Les disciples de Jésus-Christ sont appelés, ils sont envoyés deux à deux, parce que la charité ne peut s'exercer, si on est seul. «Malheur à celui qui est seul, dit la sainte Ecriture» ( Qo 4). Ce sont deux hommes qui dirigent les Hébreux dans leur sortie de l'Egypte; deux hommes qui rapportent de la terre sainte la grappe de raisin, pour enseigner à ceux qui sont placés à la tête des autres, à joindre toujours l'action à la science, à tirer des deux tables les deux commandements ( Ex 32, 5; 30, 18; 25; 39; 3 R 8, 7), à se purifier dans les deux fontaines, à porter l'arche du Seigneur sur deux bâtons, et afin qu'ils apprennent à connaître le Dieu assis entre deux chérubins, lui offrant le double hommage de l'esprit et du coeur ( 1Co 14 ).

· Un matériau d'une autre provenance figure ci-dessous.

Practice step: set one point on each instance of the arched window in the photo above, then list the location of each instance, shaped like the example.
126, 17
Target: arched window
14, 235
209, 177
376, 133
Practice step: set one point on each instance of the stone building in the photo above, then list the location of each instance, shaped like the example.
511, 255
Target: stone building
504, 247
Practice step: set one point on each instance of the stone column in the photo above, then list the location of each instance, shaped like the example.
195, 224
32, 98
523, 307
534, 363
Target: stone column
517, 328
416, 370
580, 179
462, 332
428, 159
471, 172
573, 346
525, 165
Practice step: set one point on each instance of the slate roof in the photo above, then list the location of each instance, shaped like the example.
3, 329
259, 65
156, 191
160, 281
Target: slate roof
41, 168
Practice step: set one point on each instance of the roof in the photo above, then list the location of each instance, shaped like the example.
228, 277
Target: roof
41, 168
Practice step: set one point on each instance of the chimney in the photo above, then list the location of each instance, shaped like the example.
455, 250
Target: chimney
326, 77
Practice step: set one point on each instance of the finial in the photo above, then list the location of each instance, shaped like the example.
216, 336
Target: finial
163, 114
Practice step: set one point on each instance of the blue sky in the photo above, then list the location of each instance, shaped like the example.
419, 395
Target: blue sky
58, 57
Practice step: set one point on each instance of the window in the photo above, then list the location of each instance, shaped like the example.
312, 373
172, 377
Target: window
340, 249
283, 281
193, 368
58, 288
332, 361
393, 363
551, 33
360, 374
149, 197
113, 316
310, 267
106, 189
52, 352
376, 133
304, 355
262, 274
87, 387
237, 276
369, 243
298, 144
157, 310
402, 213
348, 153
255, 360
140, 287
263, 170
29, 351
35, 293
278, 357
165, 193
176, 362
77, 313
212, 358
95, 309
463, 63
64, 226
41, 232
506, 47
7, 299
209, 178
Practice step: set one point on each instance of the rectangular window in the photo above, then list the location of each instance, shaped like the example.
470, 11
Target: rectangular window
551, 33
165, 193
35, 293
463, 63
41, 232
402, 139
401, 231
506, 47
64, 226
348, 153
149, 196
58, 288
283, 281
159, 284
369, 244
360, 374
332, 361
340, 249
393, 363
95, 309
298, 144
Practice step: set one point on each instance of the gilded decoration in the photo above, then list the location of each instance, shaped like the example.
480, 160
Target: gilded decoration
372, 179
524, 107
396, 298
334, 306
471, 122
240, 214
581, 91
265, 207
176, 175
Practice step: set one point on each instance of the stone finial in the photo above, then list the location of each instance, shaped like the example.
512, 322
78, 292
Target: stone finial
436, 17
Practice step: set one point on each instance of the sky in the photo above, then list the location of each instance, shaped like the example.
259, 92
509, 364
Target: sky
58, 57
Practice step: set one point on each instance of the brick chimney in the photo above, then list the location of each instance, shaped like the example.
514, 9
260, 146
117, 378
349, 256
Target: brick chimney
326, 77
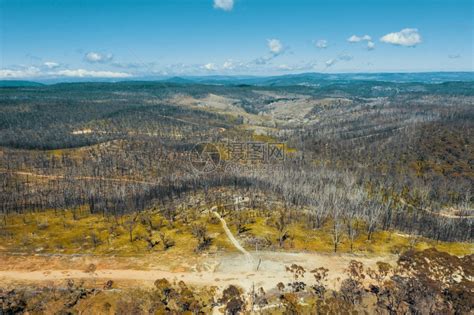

Ils trouvèrent cet ânon attaché devant la porte en dehors, emblème du peuple des gentils retenu dans les liens du péché devant la porte de la foi, en dehors de l'Eglise. - S. ambr. ( sur S. Luc, 9, 19). Ou bien, ils le trouvèrent attaché devant la porte, c'est-à-dire, que tout homme qui n'est pas avec Jésus-Christ et qui demeure dehors, est sur la voie, mais celui qui est en Jésus-Christ ne reste pas dehors. L'Évangéliste ajoute qu'on le trouva entre deux chemins, où tout le monde passe, dans un lieu dont personne ne pouvait revendiquer la propriété; il était là, sans étable, sans nourriture, sans crèche. Quelle misérable servitude que celle qui n'a aucun droit certain ! On est l'esclave de plusieurs maîtres quand ou ne dépend pas d'un seul, les étrangers lient pour assurer leur possession, le maître légitime met en liberté pour conserver, car les bienfaits sont des liens beaucoup plus puissants que les chaînes.

«Quelques-uns de ceux qui étaient là leur dirent: Que faites-vous? Comme s'ils disaient: Qui peut remettre les péchés ?»
Saint Jean Chrysostome
Après avoir donné des preuves suffisantes de sa puissance divine, et alors que sa croix se dressait devant ses yeux, le Sauveur donne à toutes ses actions un caractère de publicité plus grande qui devait redoubler la fureur de ses ennemis. Bien des fois il s'était rendu à Jérusalem, mais jamais avec l'éclat dont il environne aujourd'hui son entrée dans cette ville.

Aussi les prophètes donnent-ils souvent à David le nom de Christ, parce que le Christ devait descendre de David.